Mallet’s construction in 1898 clearly showed identity of the inventive idea with the invention afterwards patented by Leighton. The evidence convinces us that he reduced that inventive idea to practice. The fact that after he had reduced it to practice he did not put it into the form of a patent, but did patent something else, cannot be held to have defeated his inventive idea, or to have effected the result of abandonment of that idea. In coming to this conclusion on the question of abandonment, we intend to give full force to the fact that Mallet’s conduct in obtaining his patent, as well as his further conduct as shown by the testimony of the complainant, has probative value against him on the question of whether he really made the invention in 1898 which he claims that he made; but the fact of his making that invention is so clearly shown to us by the other testimony which we have already commented upon that we must decide in favor of his having made that invention, although there is testimony which is properly before us, and which is opposed to this conclusion.
We have no doubt that Leighton reduced the substantial invention of the patent in suit to practice early in the fall of 1899, soon after he removed into his Green street house. This was one year later than the construction by Mallet of his couch-beds, which we have held to be a reduction to practice of an invention identical in inventive thought to that of Leighton. But the complainant insists that the inventive thought of Leighton, which was developed into his invention, was as early as 1892, and before any inventive idea is claimed to have been in the mind of Mallet. The complainant claims further that Leighton reduced his invention to practice as early as 1895. In considering the Mallet invention, we have already proceeded without regard to the testimony relating to his previous inventive thought as far back as 1893, which culminated in the reduction to practice in 1898. It is difficult to follow the course of the human mind, unless the avenue is made clear by some actual act of the inventor, which may be brought clearly before the court, not only by testimony, but by an actual construction produced in court; and so it is usual in courts that the first who reduces to practice, not the first who says that he has conceived an invention, is the one who is held to be regarded as the inventor.

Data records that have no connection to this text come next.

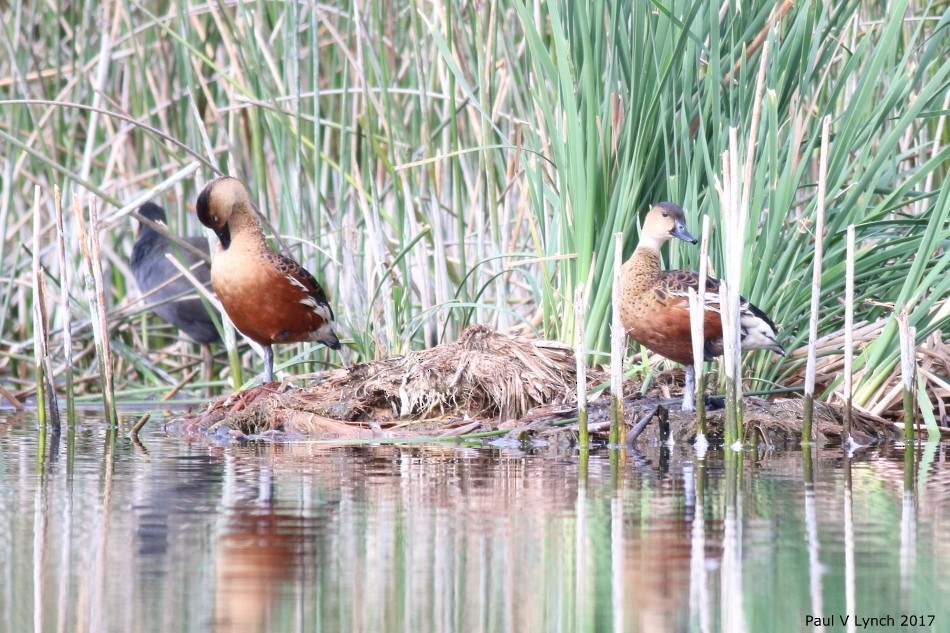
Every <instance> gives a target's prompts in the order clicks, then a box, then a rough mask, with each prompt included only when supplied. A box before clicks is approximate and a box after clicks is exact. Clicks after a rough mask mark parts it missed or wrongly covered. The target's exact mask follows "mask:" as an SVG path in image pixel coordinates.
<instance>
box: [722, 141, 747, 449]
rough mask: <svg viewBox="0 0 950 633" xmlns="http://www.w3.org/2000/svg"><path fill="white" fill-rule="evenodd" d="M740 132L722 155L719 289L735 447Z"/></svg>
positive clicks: (727, 396)
mask: <svg viewBox="0 0 950 633" xmlns="http://www.w3.org/2000/svg"><path fill="white" fill-rule="evenodd" d="M738 145H739V143H738V136H737V132H736V128H734V127H733V128H729V149H728V150H727V151H725V152H723V153H722V184H721V188H719V197H720V208H721V210H722V216H723V246H724V248H725V252H724V253H723V259H724V260H725V264H724V266H725V270H724V271H723V272H724V273H725V275H724V276H723V279H722V282H721V285H720V287H719V308H720V313H721V316H722V342H723V367H724V370H725V371H724V373H725V375H726V412H725V418H726V422H725V429H724V433H723V437H724V439H725V442H726V444H727V445H728V446H732V445H733V444H734V443H735V442H736V441H738V439H739V437H740V436H741V433H740V428H741V426H742V412H741V407H742V402H741V401H742V386H741V380H742V375H741V370H740V368H741V356H740V355H741V348H740V346H739V286H740V284H741V276H742V250H743V249H742V242H743V240H744V238H743V236H742V235H741V234H740V231H741V230H743V222H742V221H741V219H740V218H739V216H740V215H741V213H740V212H739V200H740V195H739V156H738V154H739V151H738Z"/></svg>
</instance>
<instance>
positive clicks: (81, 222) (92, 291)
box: [73, 194, 119, 428]
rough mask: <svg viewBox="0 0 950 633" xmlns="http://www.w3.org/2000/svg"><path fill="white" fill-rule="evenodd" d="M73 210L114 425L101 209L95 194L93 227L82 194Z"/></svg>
mask: <svg viewBox="0 0 950 633" xmlns="http://www.w3.org/2000/svg"><path fill="white" fill-rule="evenodd" d="M73 213H74V214H75V216H76V231H77V235H78V236H79V249H80V251H81V252H82V256H83V261H84V262H85V266H84V269H85V271H84V272H85V275H84V277H85V286H86V295H87V297H88V300H89V310H90V312H91V314H90V317H91V320H92V335H93V338H94V339H95V343H96V358H97V360H98V363H99V380H100V384H101V385H102V397H103V406H104V409H105V417H106V422H107V423H108V424H109V426H110V428H111V427H115V426H117V425H118V421H119V419H118V415H117V414H116V410H115V392H114V388H113V384H114V382H113V376H112V350H111V346H110V345H109V324H108V322H107V320H106V310H105V291H104V290H103V282H102V254H101V253H100V251H99V212H98V210H97V208H96V201H95V199H94V198H93V199H92V200H91V201H90V204H89V230H88V231H87V230H86V224H85V218H84V217H83V213H82V207H81V206H80V204H79V199H78V196H76V195H75V194H74V197H73Z"/></svg>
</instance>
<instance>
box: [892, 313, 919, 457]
mask: <svg viewBox="0 0 950 633" xmlns="http://www.w3.org/2000/svg"><path fill="white" fill-rule="evenodd" d="M897 332H898V335H899V337H900V349H901V362H900V367H901V387H902V391H903V402H904V439H905V440H907V441H913V440H914V426H915V423H916V422H915V417H916V408H915V406H914V400H915V397H914V396H915V393H916V383H917V380H916V377H917V371H916V367H917V352H916V347H917V328H915V327H914V326H912V325H911V324H910V321H909V320H908V314H907V308H906V307H905V308H904V309H903V310H901V311H900V313H898V314H897Z"/></svg>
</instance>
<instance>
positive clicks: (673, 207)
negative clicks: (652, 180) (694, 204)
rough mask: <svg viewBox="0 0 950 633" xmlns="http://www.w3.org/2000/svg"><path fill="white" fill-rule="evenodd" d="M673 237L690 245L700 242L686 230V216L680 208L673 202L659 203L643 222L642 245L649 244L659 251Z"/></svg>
mask: <svg viewBox="0 0 950 633" xmlns="http://www.w3.org/2000/svg"><path fill="white" fill-rule="evenodd" d="M673 237H677V238H679V239H681V240H683V241H684V242H689V243H690V244H695V243H696V242H698V241H699V240H697V239H696V238H695V237H693V234H692V233H690V232H689V231H688V230H687V229H686V215H685V214H684V213H683V209H682V208H681V207H680V206H678V205H675V204H673V203H672V202H657V203H656V204H655V205H653V206H652V207H650V211H649V212H648V213H647V217H646V218H645V219H644V220H643V230H642V231H640V243H641V244H643V243H647V244H650V245H653V246H654V247H655V248H657V249H658V248H659V247H660V246H662V245H663V242H665V241H667V240H668V239H670V238H673Z"/></svg>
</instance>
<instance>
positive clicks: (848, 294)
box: [841, 224, 854, 451]
mask: <svg viewBox="0 0 950 633" xmlns="http://www.w3.org/2000/svg"><path fill="white" fill-rule="evenodd" d="M853 392H854V225H853V224H849V225H848V239H847V247H846V254H845V270H844V438H843V439H842V442H841V446H842V447H843V448H844V450H845V451H847V450H848V448H849V445H850V444H851V424H852V421H853V420H852V410H851V407H852V405H853V399H854V393H853Z"/></svg>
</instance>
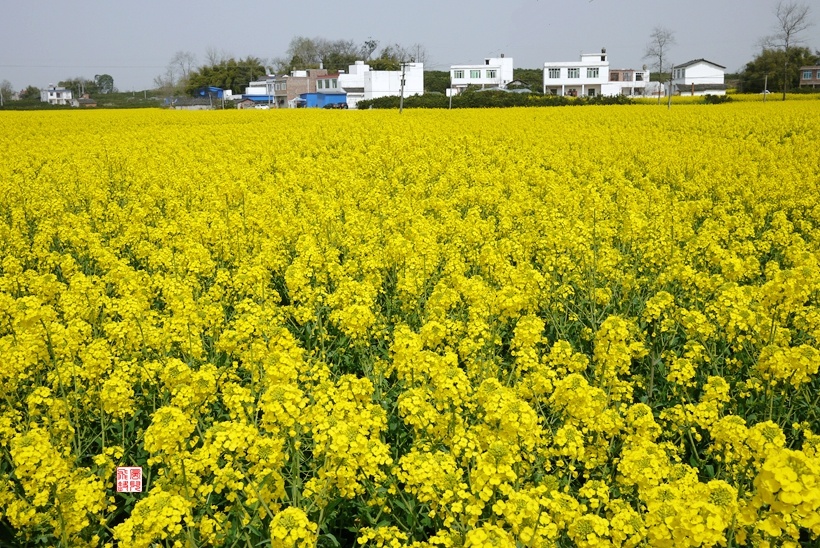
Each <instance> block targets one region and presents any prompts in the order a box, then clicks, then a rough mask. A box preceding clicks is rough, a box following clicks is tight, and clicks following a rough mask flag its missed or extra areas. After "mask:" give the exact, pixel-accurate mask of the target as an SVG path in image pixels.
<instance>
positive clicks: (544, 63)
mask: <svg viewBox="0 0 820 548" xmlns="http://www.w3.org/2000/svg"><path fill="white" fill-rule="evenodd" d="M647 80H649V73H647V72H646V71H645V70H636V69H610V68H609V58H608V57H607V53H606V48H602V49H601V53H582V54H581V59H580V60H579V61H559V62H547V63H544V93H549V94H552V95H568V96H571V97H596V96H598V95H610V96H612V95H643V94H644V90H645V88H646V82H647Z"/></svg>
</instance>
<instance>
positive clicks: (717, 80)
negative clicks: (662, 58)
mask: <svg viewBox="0 0 820 548" xmlns="http://www.w3.org/2000/svg"><path fill="white" fill-rule="evenodd" d="M725 71H726V67H724V66H722V65H718V64H717V63H713V62H712V61H707V60H706V59H695V60H693V61H689V62H688V63H683V64H682V65H675V66H674V67H672V85H673V86H674V89H675V91H676V92H677V93H680V94H681V95H726V84H725V82H724V73H725Z"/></svg>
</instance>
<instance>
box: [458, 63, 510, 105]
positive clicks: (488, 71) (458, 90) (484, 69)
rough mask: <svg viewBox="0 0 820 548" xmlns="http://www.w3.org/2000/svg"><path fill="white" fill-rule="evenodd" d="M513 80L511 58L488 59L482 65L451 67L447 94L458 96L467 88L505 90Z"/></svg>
mask: <svg viewBox="0 0 820 548" xmlns="http://www.w3.org/2000/svg"><path fill="white" fill-rule="evenodd" d="M512 80H513V59H512V57H504V54H503V53H502V54H501V57H488V58H486V59H484V64H483V65H451V66H450V89H449V91H448V93H450V94H453V95H458V94H459V93H461V92H462V91H464V90H465V89H467V87H468V86H478V87H480V88H482V89H484V88H493V87H497V88H505V87H506V86H507V84H509V83H510V82H512Z"/></svg>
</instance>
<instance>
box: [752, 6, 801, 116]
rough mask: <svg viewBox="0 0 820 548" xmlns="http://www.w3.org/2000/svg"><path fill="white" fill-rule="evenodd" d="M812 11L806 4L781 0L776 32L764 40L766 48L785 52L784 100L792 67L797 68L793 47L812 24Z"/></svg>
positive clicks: (782, 56) (788, 84) (787, 88)
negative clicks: (799, 3)
mask: <svg viewBox="0 0 820 548" xmlns="http://www.w3.org/2000/svg"><path fill="white" fill-rule="evenodd" d="M810 13H811V10H810V9H809V6H808V5H806V4H798V3H796V2H783V1H782V0H781V1H780V2H778V3H777V7H776V8H775V17H777V24H776V25H775V26H774V30H775V33H774V34H773V35H772V36H770V37H768V38H766V39H764V41H763V44H764V48H765V47H768V48H770V49H779V50H781V51H782V52H783V53H784V55H783V56H782V57H781V60H782V62H783V65H782V66H781V70H782V74H783V77H782V78H781V80H780V81H781V85H782V86H783V100H784V101H785V100H786V92H787V91H788V90H789V81H790V80H791V71H790V67H791V69H792V70H794V68H795V67H794V65H793V64H792V63H791V61H792V56H791V54H790V53H791V49H792V48H794V46H795V45H796V44H798V43H800V41H801V38H800V34H801V33H802V32H803V31H805V30H806V29H808V28H809V27H810V26H811V25H812V22H811V20H810V19H809V17H810ZM798 66H799V65H798Z"/></svg>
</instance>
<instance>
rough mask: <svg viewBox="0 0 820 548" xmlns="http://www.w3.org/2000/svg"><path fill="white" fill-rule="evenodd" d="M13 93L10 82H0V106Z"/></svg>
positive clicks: (4, 81)
mask: <svg viewBox="0 0 820 548" xmlns="http://www.w3.org/2000/svg"><path fill="white" fill-rule="evenodd" d="M13 93H14V88H12V87H11V82H9V81H8V80H3V81H2V82H0V106H4V105H5V104H6V103H7V102H9V101H11V95H12V94H13Z"/></svg>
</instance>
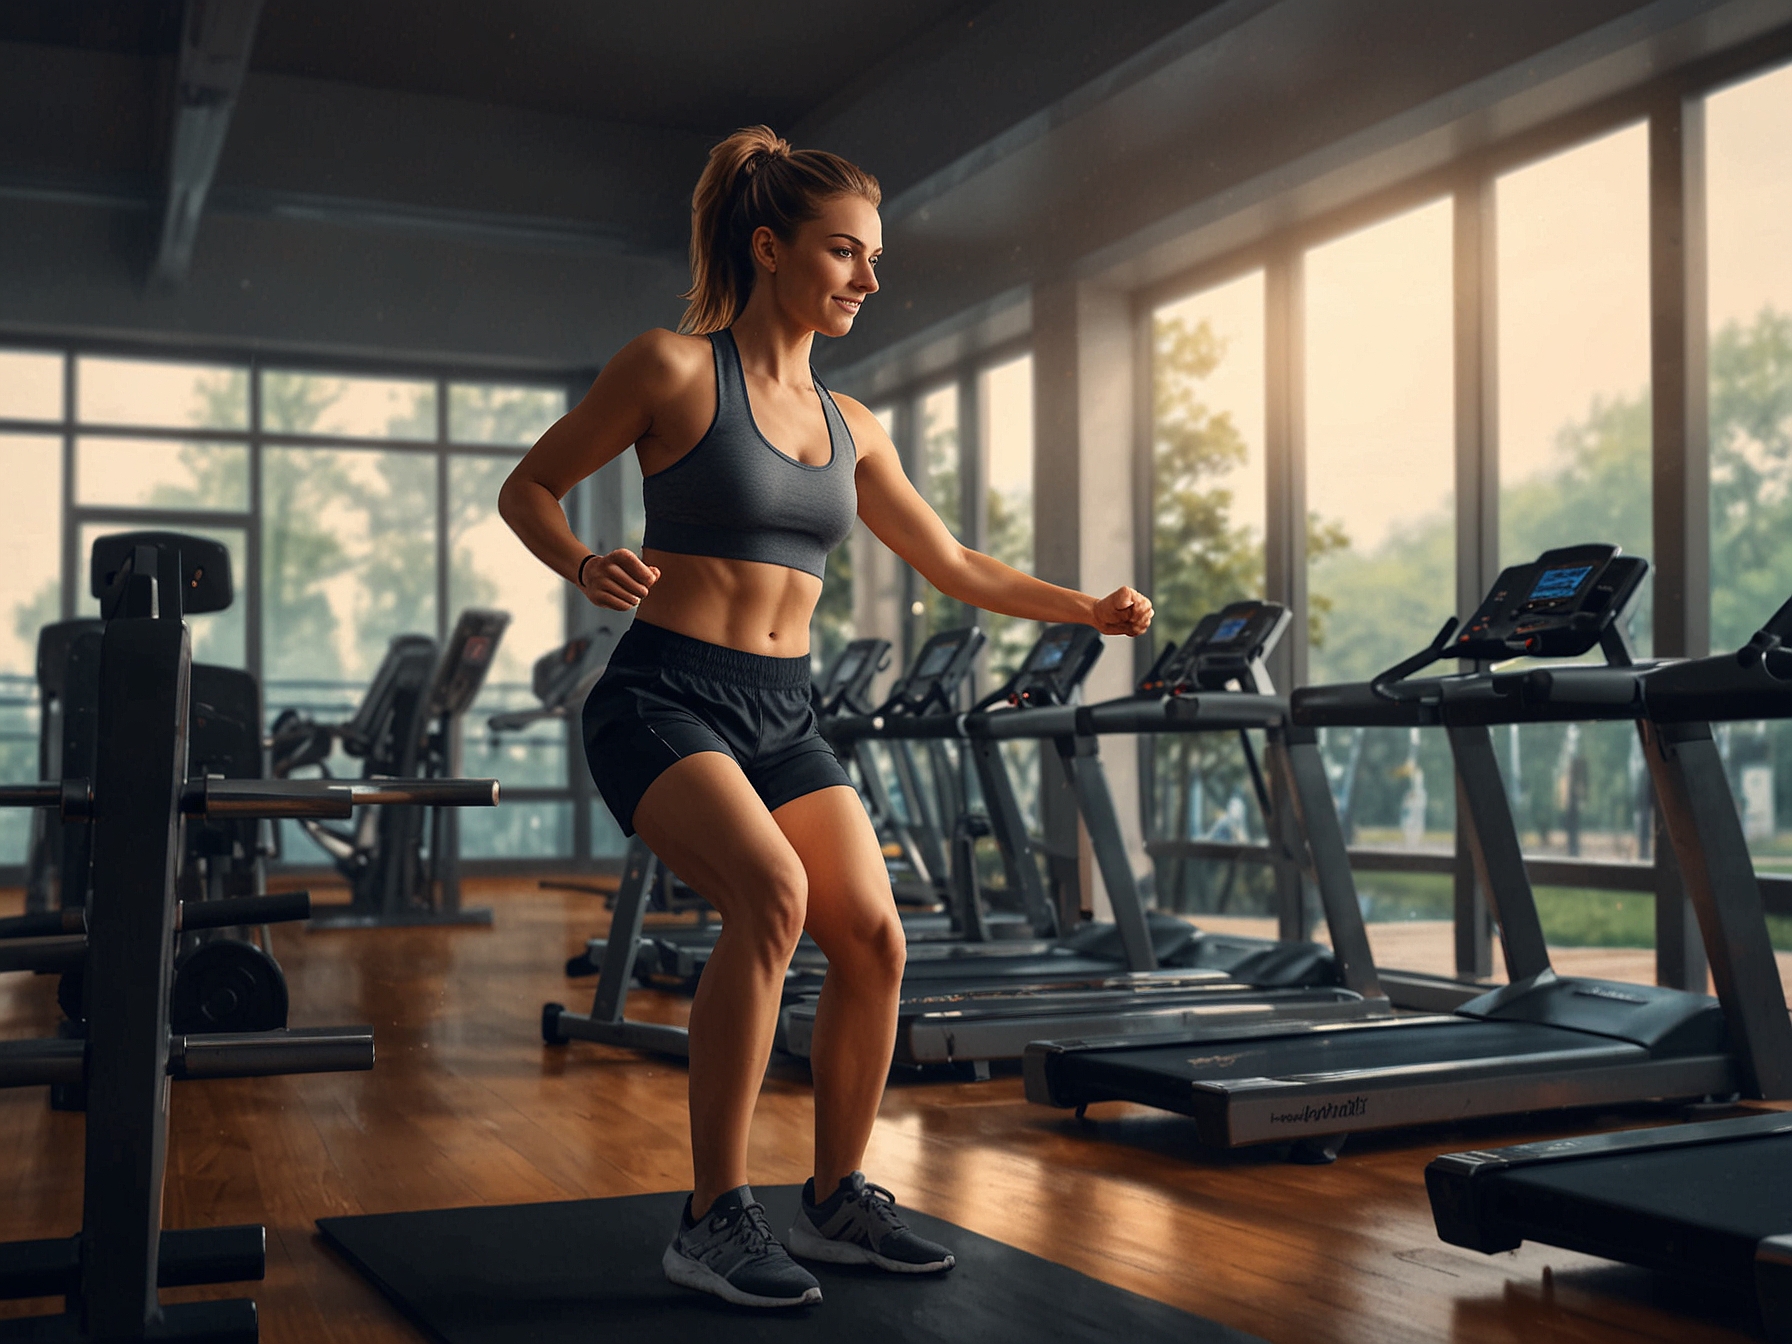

*70In this case there is considerable evidence of a previous inventive idea on the part of Leighton, even as early as 1892, and some evidence that there was a reduction to practice as early as 1895; but this testimony is not corroborated by actual constructions brought before us, and is not otherwise sustained in such a manner as to make it convincing to the court. The burden which rested upon the defendant in the first instance to show that Mallet’s invention was made at an earlier date than that of the Leighton patent in suit is now transferred to the complainant, who, in order to prevail, must prove that the anticipation has been anticipated. In our opinion, no such proof has been furnished by the complainant. We, therefore, in the case of both Mallet and Leighton, place the time of the invention at the time of the actual reduction to practice. The result of this is that we are compelled to hold that Mallet made an invention identical in inventive thought to that of Leighton, and that he made this invention in the fall of 1898, about a year prior to the time of the actual invention by Leighton, which was embodied in the patent in suit. In this view of the case, it is unnecessary for us to examine further the testimony in regard to other anticipatory devices which have been brought before us, both in the patented and the unpatented art. It is unnecessary, too, to pass upon the other questions which have been raised by counsel, both orally and in their very able and exhaustive briefs. It is sufficient for the decision of the cause to say that, in our opinion, the invention of Leighton, embodied in the patent in suit, has been anticipated by Adrian De Piniec-Mallet.
The decree must be: Bill is dismissed, with costs.